Denny Morrison Superintendent

From the Superintendent:

My hopes and dreams for our students are that each youngster experiences success each and every day.  Even though our district's focus will be on continued increased student achievement, we will not forget the other components that go into the making of a quality education.  The effectiveness of a school district should not and cannot be measured by the results of tests administered in a single day or a single week.
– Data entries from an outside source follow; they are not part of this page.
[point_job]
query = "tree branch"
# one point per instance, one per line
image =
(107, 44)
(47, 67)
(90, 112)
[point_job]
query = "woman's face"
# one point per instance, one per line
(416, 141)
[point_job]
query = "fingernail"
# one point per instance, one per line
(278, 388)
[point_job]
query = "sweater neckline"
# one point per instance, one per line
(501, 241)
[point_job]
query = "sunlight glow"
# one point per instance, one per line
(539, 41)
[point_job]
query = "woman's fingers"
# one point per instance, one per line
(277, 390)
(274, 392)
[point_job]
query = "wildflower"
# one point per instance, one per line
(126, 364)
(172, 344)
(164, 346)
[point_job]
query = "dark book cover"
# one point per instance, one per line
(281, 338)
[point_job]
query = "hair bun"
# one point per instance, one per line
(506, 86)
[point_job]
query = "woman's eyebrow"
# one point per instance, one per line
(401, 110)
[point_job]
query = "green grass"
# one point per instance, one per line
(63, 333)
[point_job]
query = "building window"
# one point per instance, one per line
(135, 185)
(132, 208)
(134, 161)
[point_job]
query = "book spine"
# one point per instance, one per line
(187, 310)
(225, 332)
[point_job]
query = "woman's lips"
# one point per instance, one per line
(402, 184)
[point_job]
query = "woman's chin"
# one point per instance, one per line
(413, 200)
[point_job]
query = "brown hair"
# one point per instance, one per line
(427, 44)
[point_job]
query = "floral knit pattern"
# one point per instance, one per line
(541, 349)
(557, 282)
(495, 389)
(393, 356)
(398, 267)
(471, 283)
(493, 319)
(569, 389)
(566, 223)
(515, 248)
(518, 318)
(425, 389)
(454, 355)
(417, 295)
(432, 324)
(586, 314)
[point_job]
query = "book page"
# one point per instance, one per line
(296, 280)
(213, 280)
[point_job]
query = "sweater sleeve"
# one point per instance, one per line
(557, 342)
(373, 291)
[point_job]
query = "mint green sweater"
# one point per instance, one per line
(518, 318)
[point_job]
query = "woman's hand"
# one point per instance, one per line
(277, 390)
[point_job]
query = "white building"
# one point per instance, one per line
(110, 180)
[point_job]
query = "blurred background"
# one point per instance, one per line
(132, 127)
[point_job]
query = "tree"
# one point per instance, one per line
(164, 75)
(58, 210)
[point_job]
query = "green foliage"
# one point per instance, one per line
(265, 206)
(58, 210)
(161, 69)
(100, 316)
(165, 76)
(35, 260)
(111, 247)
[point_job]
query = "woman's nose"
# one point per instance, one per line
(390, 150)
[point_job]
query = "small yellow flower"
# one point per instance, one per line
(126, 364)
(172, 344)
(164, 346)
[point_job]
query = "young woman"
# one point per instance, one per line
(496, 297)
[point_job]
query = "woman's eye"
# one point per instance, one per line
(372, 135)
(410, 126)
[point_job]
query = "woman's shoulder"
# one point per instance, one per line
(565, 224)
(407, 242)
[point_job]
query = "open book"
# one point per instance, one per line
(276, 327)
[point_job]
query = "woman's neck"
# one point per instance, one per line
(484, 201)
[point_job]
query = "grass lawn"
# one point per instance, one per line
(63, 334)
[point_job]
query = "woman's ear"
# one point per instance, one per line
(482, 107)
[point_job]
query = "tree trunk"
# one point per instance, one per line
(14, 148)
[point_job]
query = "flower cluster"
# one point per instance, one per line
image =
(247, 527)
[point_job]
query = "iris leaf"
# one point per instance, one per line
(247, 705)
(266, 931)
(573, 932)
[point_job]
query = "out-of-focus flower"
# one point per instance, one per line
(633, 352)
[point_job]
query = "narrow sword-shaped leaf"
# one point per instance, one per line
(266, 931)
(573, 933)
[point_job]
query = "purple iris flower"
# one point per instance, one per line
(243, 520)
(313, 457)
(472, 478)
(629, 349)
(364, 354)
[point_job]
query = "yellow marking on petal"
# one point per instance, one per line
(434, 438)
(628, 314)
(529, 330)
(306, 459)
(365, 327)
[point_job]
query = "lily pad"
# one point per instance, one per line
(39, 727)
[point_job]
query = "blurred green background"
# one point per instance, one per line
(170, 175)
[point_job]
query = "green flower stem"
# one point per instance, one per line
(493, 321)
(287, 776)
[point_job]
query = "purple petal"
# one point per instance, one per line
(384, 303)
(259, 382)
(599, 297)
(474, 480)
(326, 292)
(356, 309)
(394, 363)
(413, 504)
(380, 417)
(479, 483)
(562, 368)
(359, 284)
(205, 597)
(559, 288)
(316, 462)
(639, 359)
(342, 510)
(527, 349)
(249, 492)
We are about so much more than that in Xenia.  We will continue to work to instill values in our young people and help them develop personal responsibility.  These are the same virtues that you and I learned a long time ago.  The continuation of these old-fashioned family values is absolutely critical.  In addition to these, my promise to you is that we will work hard to meet the needs of all of our young people regardless of whether they have special needs, are academically gifted and talented, or are the average or "middle of the road" students as I like to call them.  Every decision that we make will be based on the response to one single question, "Is this what is best for kids?" 

I promise you that our school district will continue every effort to ensure that we are doing everything possible to ensure success.  The hard truth is, however, that we cannot do it alone.  We need your help.  Parent involvement and the total cooperation of both the school and the business community are not extra duties to be performed if time permits, they are fundamental and basic ways to improve education.  We need our parents and community members to understand that they must become partners in the educational process.  Our community has a wealth of people who have so much to offer to our young people.  We are a community that is truly blessed.  This is my challenge to you.  If you have an hour a week, get involved in our school system.  You do not need to hold a teaching license to make a difference.  Possibilities range from helping out in the office or the lunchroom, to reading to a young person, to guest lecturing to a class, to explaining how to do math problems, to just listening to our young people.  Sometimes the best classroom is at the feet of a senior citizen.  The more individualized attention we can provide to our young people in our schools, the better connected they will remain and the better their opportunity to attain a diploma.  Contact the school to see what you can do to become involved.  Be a hero to a young person.  Be a volunteer!